Our study underscores the importance of agricultural training in the effort to increase the adoption of the DFS among banana farmers in China. Additionally, it provides evidence for the better understanding of the role of agricultural training in promoting resources-conservation technologies in developing countries, and a new perspective for the implementation of agricultural training programs by the government. Farmers’ participation in agricultural training can make them better understand advanced farming practices, so their farms may develop in a more sustainable and efficient direction. Based on our findings, the implications for effectively promoting agricultural innovations could be considered. First, to promote wider use of the DFS, policymakers can maximize the effects of agricultural training by selecting target farmers with high educational level and strong active learning. Agricultural training should combine indoor course and field instruction. The timely and wide-reaching indoor course allows farmers to increase their familiarity with recommended new technologies, and also informs them of the risks and uncertainties, economic viability (e.g., cost and benefits) and the DFS applicable conditions (e.g., irrigation water and farm conditions).
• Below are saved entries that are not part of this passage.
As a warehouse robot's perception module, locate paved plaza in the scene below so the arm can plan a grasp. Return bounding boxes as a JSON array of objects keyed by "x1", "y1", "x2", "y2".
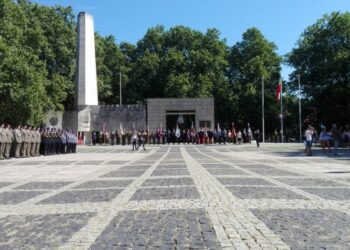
[{"x1": 0, "y1": 144, "x2": 350, "y2": 249}]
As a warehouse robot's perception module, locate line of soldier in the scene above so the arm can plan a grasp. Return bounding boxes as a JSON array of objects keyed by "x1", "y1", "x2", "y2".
[
  {"x1": 0, "y1": 124, "x2": 78, "y2": 160},
  {"x1": 92, "y1": 125, "x2": 253, "y2": 146}
]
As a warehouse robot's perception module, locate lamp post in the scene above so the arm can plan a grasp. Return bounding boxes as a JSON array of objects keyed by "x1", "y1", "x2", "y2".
[
  {"x1": 119, "y1": 72, "x2": 122, "y2": 106},
  {"x1": 298, "y1": 75, "x2": 302, "y2": 142}
]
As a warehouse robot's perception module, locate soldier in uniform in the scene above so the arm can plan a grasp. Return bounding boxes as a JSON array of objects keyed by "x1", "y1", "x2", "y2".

Intuitive field instruction can help farmers deeply understand the correct operation and economic benefits of the DFS. Second, didactics employed in training could provide an opportunity for farmers to learn from each other, trainers can choose “model farmers” from trained farmers and give them the opportunity to present their successful experiences. Additionally, trainers can set up communication groups for target farmers through social media such as WeChat to speed up direct communication between different farmers and other members. Third, as a convenient channel for farmers’ active learning, extension agencies should focus on providing sufficient resources through smart phones to ensure that farmers fully understand the new technology. Similarly, extension technicians may introduce and provide other channels for farmers to solve problems in agricultural cultivation, such as online lectures and agricultural forums. In particular, during the COVID−19 pandemic, online training for farmers can be an alternative method. For example, the government can provide farmers with short video demonstrations through the Internet about sustainable agricultural practices.

Author Contributions

Data Curation, Q.Y.; Formal Analysis, Q.Y.; Funding Acquisition, Y.Z. and F.W.; Investigation, Q.Y., Y.Z. and F.W.; Methodology, Q.Y.; Project Administration, Y.Z. and F.W.; Software, Q.Y.; Supervision, Y.Z.; Visualization, Q.Y.; Writing—Original Draft, Q.Y.; Writing—Review and Editing, Y.Z. and Q.Y. All authors have read and agreed to the published version of the manuscript.

Funding

This research was funded by the National Natural Science Foundation of China, grant number 71863006; Hainan Provincial Natural Science Foundation of China, grant number 720RC581; China Agriculture Research System, grant number CARS-31-14; Research fund of Hainan University, grant number KYQD1615; Innovative Research Project for Postgraduates in Hainan Province in 2019, grant number Hys2019-33. The APC was funded by the National Natural Science Foundation of China, grant number 71863006.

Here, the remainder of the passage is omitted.